Accusée d’homicide aggravé après avoir subi un avortement involontaire, Teodora Vázquez, femme salvadorienne, avait été condamnée à une peine de trente ans de prison. Après dix ans d’emprisonnement, elle a été libérée la semaine dernière, suite à la décision prise par la Cour de Justice qui a réduit sa peine. Néanmoins, elle reste coupable aux yeux de la justice car, du point de vue de la loi salvadorienne, l’avortement est considéré comme un délit, sans aucune exception, même en cas de viol ou d’inceste, ou de danger pour la santé de la femme. Les accusées peuvent encourir jusqu’à 40 ans de prison. Le site Konbini a mis en ligne un reportage consacré à Teodora Vásquez.
Photo : Radio Canada
Depuis 1997, le Salvador possède une des plus sévères lois pour les femmes qui pratiquent l’avortement et pour ceux qui les assistent. Actuellement, le pays a un des indices de grossesse les plus hauts parmi les pays d’Amérique Latine, et environ 30 % de ces femmes sont des adolescentes. Une étude du Ministère de la Santé sur les grossesses des filles et des adolescentes au Salvador en 2015 révèle que, toutes les vingt-et-une minutes, une fille ou une adolescente apprend qu’elle est enceinte.
Les conditions de pauvreté, l’abus sexuel et l’éducation sont les facteurs qui expliquent cette logique, et c’est l’extrême législation anti-avortement qui peuvent les amener à ruiner ces vies. Néanmoins, cela reste une loi qui touche les plus démunies, et la seule solution pour la contourner peut sembler couteuse et consiste à pratiquer un avortement secret dans une clinique privée. S’il est évident qu’une loi anti-avortement ne réduit pas les taux de grossesse, elle augmente en revanche le nombre d’avortements clandestins, très dangereux pour la vie et la santé de la femme.
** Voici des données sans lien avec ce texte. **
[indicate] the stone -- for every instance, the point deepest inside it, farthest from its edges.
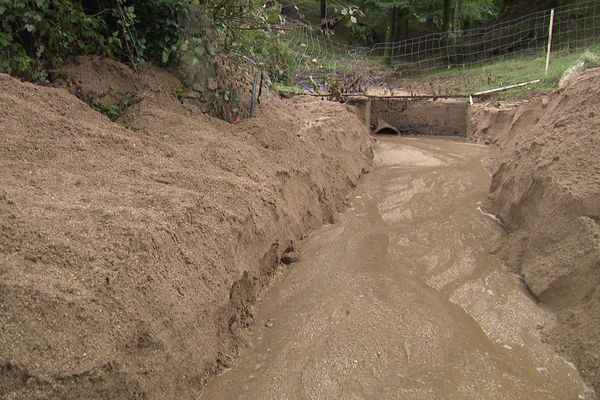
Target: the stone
(290, 257)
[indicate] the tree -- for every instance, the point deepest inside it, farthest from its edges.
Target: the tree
(458, 18)
(446, 16)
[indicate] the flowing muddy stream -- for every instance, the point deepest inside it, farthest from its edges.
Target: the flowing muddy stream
(402, 299)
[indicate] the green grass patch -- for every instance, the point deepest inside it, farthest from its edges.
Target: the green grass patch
(503, 73)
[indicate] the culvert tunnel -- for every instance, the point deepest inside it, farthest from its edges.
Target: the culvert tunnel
(432, 117)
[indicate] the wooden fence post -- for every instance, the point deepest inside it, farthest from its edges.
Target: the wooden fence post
(550, 32)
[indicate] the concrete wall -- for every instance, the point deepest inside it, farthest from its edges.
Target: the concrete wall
(421, 117)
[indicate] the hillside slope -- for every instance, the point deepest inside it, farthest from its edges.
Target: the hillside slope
(131, 257)
(546, 189)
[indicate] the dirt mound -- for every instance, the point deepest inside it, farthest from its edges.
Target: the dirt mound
(546, 189)
(131, 257)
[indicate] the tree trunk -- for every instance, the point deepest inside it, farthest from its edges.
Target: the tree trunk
(446, 19)
(458, 18)
(389, 34)
(394, 24)
(324, 15)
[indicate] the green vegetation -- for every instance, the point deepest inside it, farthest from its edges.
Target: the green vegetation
(503, 73)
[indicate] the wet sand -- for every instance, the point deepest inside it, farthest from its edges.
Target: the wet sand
(402, 298)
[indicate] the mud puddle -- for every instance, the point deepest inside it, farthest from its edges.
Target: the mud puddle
(402, 298)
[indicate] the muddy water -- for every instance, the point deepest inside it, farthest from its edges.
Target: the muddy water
(402, 298)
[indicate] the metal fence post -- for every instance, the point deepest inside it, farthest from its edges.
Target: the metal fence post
(550, 32)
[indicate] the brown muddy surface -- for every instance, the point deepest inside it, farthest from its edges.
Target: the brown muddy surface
(402, 298)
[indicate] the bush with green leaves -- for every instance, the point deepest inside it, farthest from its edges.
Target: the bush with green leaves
(39, 34)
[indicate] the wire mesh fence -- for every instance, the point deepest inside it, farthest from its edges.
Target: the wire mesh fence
(575, 27)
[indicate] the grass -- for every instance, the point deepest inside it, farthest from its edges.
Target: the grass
(504, 73)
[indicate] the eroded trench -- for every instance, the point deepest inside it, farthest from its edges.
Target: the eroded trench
(402, 298)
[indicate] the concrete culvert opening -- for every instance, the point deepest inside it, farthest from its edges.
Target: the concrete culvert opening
(386, 130)
(419, 117)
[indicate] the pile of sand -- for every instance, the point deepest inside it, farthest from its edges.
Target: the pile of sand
(131, 255)
(546, 189)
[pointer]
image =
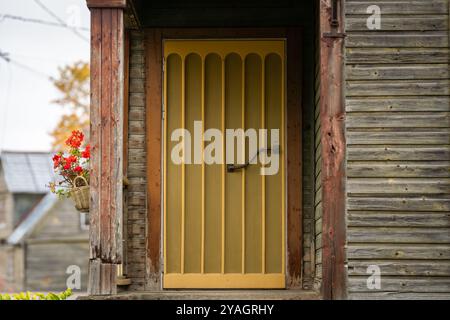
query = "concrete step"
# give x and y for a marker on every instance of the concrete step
(211, 295)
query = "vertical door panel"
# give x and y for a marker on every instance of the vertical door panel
(223, 229)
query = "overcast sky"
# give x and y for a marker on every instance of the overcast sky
(26, 112)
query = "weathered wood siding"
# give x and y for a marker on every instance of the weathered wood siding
(136, 224)
(317, 163)
(11, 268)
(398, 149)
(55, 244)
(46, 264)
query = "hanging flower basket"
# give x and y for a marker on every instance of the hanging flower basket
(80, 194)
(72, 168)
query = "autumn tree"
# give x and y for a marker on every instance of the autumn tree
(73, 86)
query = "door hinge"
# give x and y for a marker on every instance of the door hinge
(333, 34)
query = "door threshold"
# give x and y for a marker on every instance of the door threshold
(211, 295)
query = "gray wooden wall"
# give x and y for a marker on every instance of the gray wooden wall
(398, 153)
(56, 243)
(317, 164)
(136, 222)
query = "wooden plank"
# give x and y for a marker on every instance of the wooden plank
(399, 169)
(401, 268)
(409, 284)
(106, 3)
(107, 148)
(95, 129)
(399, 251)
(398, 235)
(126, 99)
(397, 72)
(396, 153)
(395, 295)
(397, 219)
(398, 120)
(400, 23)
(394, 104)
(395, 137)
(398, 88)
(392, 39)
(105, 138)
(401, 7)
(332, 110)
(394, 56)
(399, 204)
(154, 141)
(294, 160)
(403, 186)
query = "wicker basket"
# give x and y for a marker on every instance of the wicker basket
(80, 195)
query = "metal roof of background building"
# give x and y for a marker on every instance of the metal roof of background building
(27, 172)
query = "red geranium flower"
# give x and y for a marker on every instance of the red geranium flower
(56, 160)
(71, 159)
(75, 139)
(87, 152)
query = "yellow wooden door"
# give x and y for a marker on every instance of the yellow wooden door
(223, 229)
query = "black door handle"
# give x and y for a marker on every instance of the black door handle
(236, 167)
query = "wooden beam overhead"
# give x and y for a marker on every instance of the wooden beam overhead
(106, 3)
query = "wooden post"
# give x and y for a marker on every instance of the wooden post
(332, 118)
(106, 138)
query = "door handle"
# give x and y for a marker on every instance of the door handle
(236, 167)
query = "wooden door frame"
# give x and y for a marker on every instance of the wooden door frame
(154, 53)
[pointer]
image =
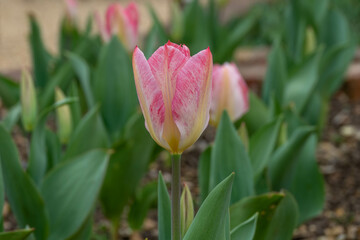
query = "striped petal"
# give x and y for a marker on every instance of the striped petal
(229, 92)
(165, 65)
(191, 102)
(150, 97)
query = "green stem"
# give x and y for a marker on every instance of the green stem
(114, 229)
(175, 197)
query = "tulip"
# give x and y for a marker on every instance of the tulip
(174, 94)
(28, 102)
(122, 22)
(71, 9)
(229, 92)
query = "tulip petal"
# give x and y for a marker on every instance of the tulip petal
(191, 102)
(150, 97)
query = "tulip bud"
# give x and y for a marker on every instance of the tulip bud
(186, 210)
(64, 120)
(28, 102)
(310, 44)
(71, 10)
(229, 92)
(244, 135)
(174, 91)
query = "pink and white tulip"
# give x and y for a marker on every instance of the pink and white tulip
(71, 9)
(229, 92)
(174, 91)
(120, 21)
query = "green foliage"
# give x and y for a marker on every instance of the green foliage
(16, 235)
(77, 183)
(164, 210)
(212, 213)
(229, 155)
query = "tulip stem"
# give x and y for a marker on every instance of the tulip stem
(175, 197)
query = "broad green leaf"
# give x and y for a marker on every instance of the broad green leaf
(9, 91)
(276, 73)
(265, 205)
(89, 134)
(229, 155)
(114, 87)
(302, 83)
(127, 166)
(40, 57)
(77, 183)
(53, 149)
(204, 173)
(258, 114)
(212, 213)
(283, 161)
(246, 230)
(12, 117)
(84, 233)
(38, 156)
(307, 184)
(16, 235)
(22, 194)
(284, 220)
(265, 139)
(164, 210)
(333, 67)
(144, 200)
(82, 71)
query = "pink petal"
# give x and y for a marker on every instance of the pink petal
(150, 97)
(229, 93)
(191, 102)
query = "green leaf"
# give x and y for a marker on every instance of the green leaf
(82, 71)
(265, 139)
(89, 134)
(53, 149)
(77, 183)
(282, 163)
(164, 210)
(285, 219)
(265, 205)
(258, 114)
(127, 167)
(204, 173)
(114, 87)
(246, 230)
(40, 57)
(23, 196)
(9, 91)
(144, 200)
(12, 117)
(303, 82)
(212, 213)
(229, 155)
(307, 184)
(276, 73)
(16, 235)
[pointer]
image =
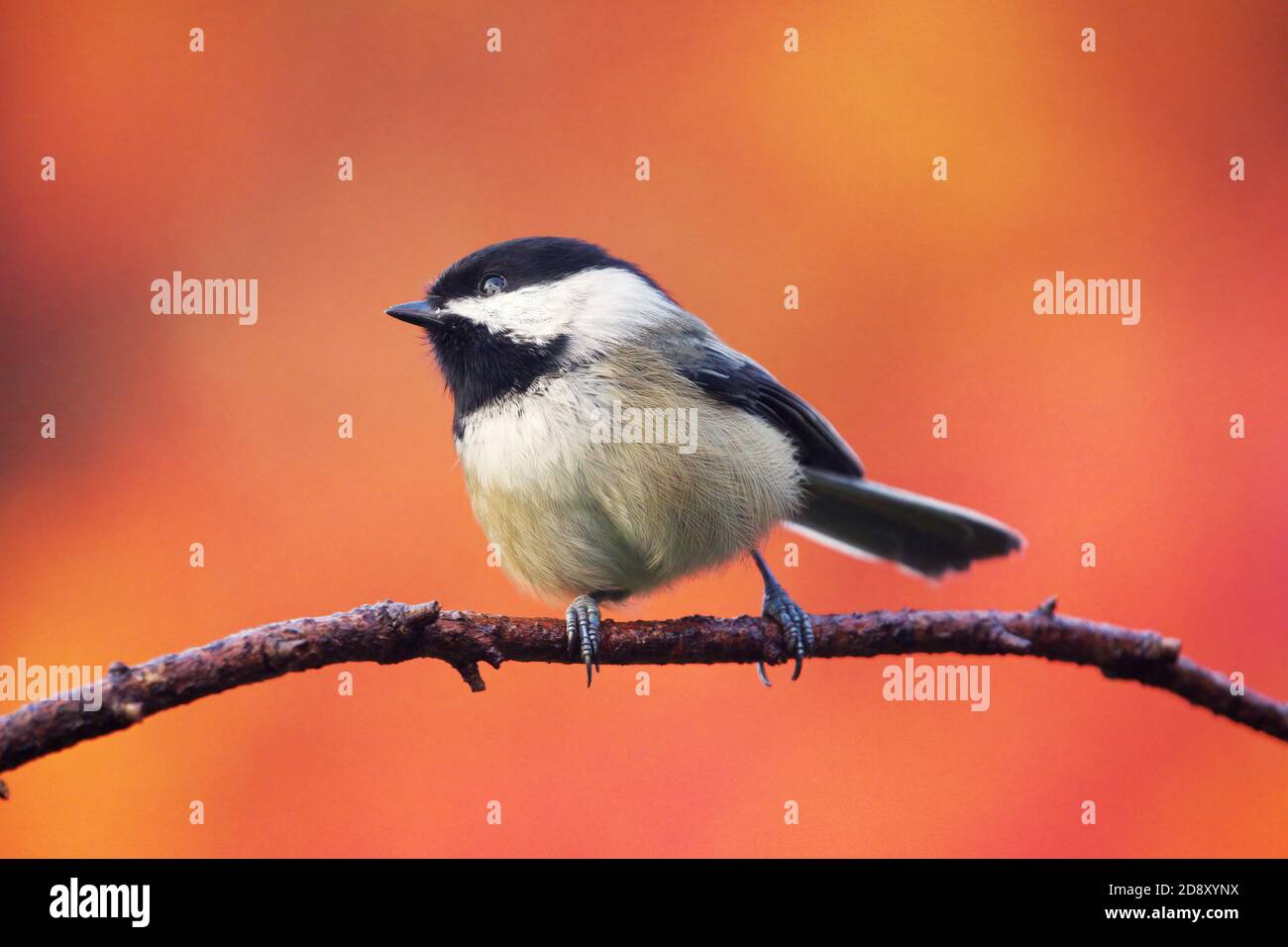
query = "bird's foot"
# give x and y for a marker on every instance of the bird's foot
(583, 618)
(794, 621)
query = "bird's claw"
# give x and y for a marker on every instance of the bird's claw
(798, 631)
(583, 620)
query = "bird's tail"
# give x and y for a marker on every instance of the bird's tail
(866, 518)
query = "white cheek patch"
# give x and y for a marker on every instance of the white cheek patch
(595, 309)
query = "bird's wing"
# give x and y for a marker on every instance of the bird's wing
(730, 376)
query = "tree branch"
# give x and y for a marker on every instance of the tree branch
(390, 631)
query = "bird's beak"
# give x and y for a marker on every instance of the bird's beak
(419, 313)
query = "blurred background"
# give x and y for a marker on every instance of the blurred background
(768, 169)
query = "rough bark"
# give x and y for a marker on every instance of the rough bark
(391, 631)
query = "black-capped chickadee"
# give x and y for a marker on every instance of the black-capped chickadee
(612, 444)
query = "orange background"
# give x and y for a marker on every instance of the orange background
(767, 169)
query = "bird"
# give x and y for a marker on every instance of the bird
(553, 352)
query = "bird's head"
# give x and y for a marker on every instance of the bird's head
(509, 313)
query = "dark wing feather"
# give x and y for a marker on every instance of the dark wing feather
(734, 379)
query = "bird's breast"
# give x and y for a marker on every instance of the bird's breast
(621, 475)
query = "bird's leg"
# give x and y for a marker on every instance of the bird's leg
(583, 618)
(790, 616)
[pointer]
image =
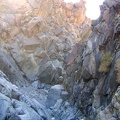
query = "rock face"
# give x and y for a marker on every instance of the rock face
(59, 65)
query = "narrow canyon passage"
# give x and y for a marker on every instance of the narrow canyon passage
(59, 60)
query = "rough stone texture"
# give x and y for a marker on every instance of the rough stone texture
(49, 42)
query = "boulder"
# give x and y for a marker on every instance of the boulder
(54, 95)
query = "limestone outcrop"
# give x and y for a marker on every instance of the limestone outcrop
(56, 64)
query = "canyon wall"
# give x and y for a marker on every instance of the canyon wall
(58, 63)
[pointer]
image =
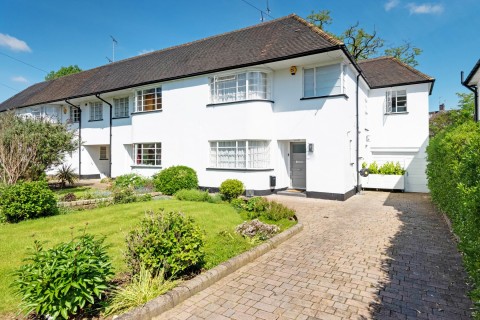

En 2016, un projet de loi a été présenté par le parti de gauche Libération Nationale (FMLN), soutenu par les organisations féministes salvadoriennes, qui cherchait a réformer la loi en permettant l’avortement si la grossesse est le résultat d’un viol, de la traite de personnes, ou si la vie future du fœtus n’est pas considérée comme viable. Mais la réponse du parti de droite ARENA a été de proposer une augmentation à 50 ans de prison pour délit d’avortement.
Aujourd’hui, au milieu d’une pression croissante de la part des citoyens, des activistes, des ONG et de l’ONU, l’objectif est la décriminalisation totale de l’avortement. Les législateurs et les députés commencent à envisager une diminution des restrictions. La refonte de cette loi pourrait signifier une avancée sociale concernant les droits des femmes, mais il ne faut pas oublier le poids considérable que représente l’Église catholique dans ce débat, car le Salvador reste un pays traditionnellement catholique.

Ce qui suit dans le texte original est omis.